ECDC, Avrupa’da M çiçeği virüsü riskinin düşük seviyede kalmasına rağmen, “ithal vakaların” artabileceğine dikkat çekerek, Avrupa ülkelerine virüsle mücadele için hazırlıklı olma çağrısında bulundu.
AA
Avrupa Hastalık Önleme ve Kontrol Merkezi (ECDC), Avrupa’da M çiçeği
virüsü riskinin düşük seviyede kalmaya devam etmesine rağmen “ithal
vakaların” artma ihtimaline karşı Avrupa ülkelerine virüsle mücadele
konusunda hazırlıklı olma çağrısında bulundu.
Avrupa
Parlamentosunun (AP) Çevre, Kamu Sağlığı ve Gıda Güvenliği Komitesi
(ENVI) ev sahipliğinde Avrupa Birliği (AB) Komisyonu Sağlık Acil Durum
Hazırlık ve Müdahale Kurumu (HERA), Avrupa Hastalık Önleme ve Kontrol
Merkezi (ECDC) ve Avrupa İlaç Ajansı (EMA) tarafından düzenlenen
toplantıda, M çiçeği virüsüyle ilgili güncel durum ve hazırlıklar ele
alındı.
“AVRUPA ÜLKELERİ HAZIRLIKLI OLMALI”
ECDC Direktörü Dr.

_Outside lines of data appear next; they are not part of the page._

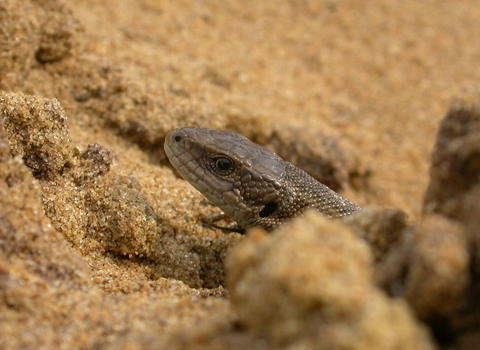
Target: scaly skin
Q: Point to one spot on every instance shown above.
(251, 185)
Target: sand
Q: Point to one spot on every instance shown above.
(102, 244)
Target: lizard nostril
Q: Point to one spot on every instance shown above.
(177, 136)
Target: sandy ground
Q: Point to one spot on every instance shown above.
(101, 244)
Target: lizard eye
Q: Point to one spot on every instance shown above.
(223, 165)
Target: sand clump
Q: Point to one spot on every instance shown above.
(102, 246)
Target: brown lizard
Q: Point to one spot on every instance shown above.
(250, 184)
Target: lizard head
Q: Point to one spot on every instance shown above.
(240, 177)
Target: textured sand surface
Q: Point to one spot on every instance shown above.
(102, 245)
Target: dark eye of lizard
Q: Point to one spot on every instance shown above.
(223, 165)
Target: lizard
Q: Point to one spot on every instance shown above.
(250, 184)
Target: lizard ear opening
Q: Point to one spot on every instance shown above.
(268, 209)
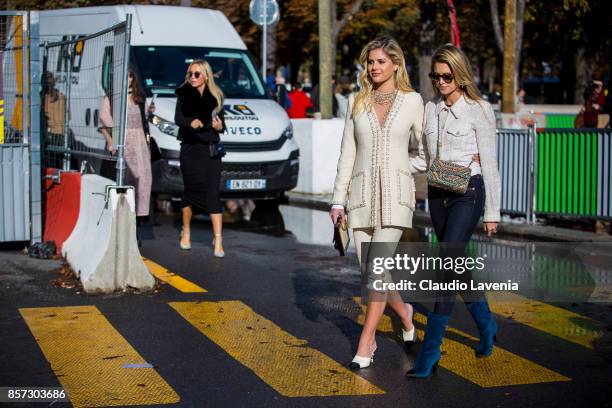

Pamela Rendi-Wagner, mevcut koşullarda
Avrupa’da salgın riskinin “düşük” olduğunu, Avrupa’daki tek vakaya 15
Ağustos’ta İsveç’te rastlandığını ifade etti.
Buna rağmen AB
içinde “ithal vaka” sayısının artma ihtimaline karşı hazırlıklı olunması
gerektiğini belirten Rendi-Wagner, “Bu nedenle Avrupa ülkelerinin,
Avrupa içinde daha fazla yayılmayı önlemek için enfeksiyonları mümkün
olduğunca hızlı tespit etmeye hazırlıklı olmaları çok önemlidir.” diye
konuştu.
“AFRİKA’DAKİ SALGININ GERÇEK BOYUTU ÇOK DAHA BÜYÜK OLABİLİR”
Rendi-Wagner,
Afrika’da raporlama ve teşhis sürecinde eksikliklerin olduğuna dikkati
çekerek, “Afrika’daki salgının gerçek boyutunun çok daha büyük
olabileceğini varsayıyoruz.” dedi.
ECDC’nin AB üyesi ülkeleri
salgına karşı hazırlıklı hale getirmenin yanı sıra başta Kongo
Demokratik Cumhuriyeti olmak üzere Afrika’da sahada çalıştığını söyleyen
Rendi-Wagner, bu sayede “Afrika’daki salgını kontrol altına almak ve
diğer kıtalara yayılmasını önlemek amacıyla bölgedeki sağlık
yetkililerini desteklediklerini ve virüse ilişkin daha fazla bilgi
edindiklerini” belirtti.
“M ÇİÇEĞİ, YENİ KOVİD DEĞİL”
“Unutulmaması
gereken bir husus, M çiçeğinin yeni Kovid-19 olmadığıdır.” diyen
Rendi-Wagner, iki virüsün farklı şekillerde yayıldığına, farklı risklere
sahip olduğuna ve halihazırda M çiçeği virüsü için aşının bulunduğuna
işaret etti.
Rendi-Wagner, tüm nüfusu kapsayan aşılamaya gerek
olmadığını dile getirerek, “Virüs dolaşımının yüksek olduğu bölgelere
seyahat eden Avrupalılar için, özellikle de ağır hastalık geçiren ve
yüksek risk altında olan kişiler için aşılama düşünülmelidir.” ifadesini
kullandı.
M ÇİÇEĞİ VİRÜSÜ
M çiçeği virüsü, fareler ve
sincaplar gibi kemirgen hayvanlardan veya enfekte olmuş bireylerden
bulaşıyor.
Virüsün neden olduğu vücut döküntülerine dokunmak, bu
döküntülerin bulaştığı giysi, çarşaf, havlu ve benzeri eşyaları
kullanmak ve vücut sıvılarıyla temas etmek en önemli bulaş nedenleri
arasında yer alıyor.
İlk belirtiler virüsü kaptıktan sonraki 5 ila
21 günde ortaya çıkabiliyor. Virüs genelde yüksek ateş, baş, sırt ve
kas ağrısı, lenf bezlerinde şişlik, yorgunluk, üşüme, titreme ve ciltte
su çiçeğine benzer kabarcıklara neden oluyor.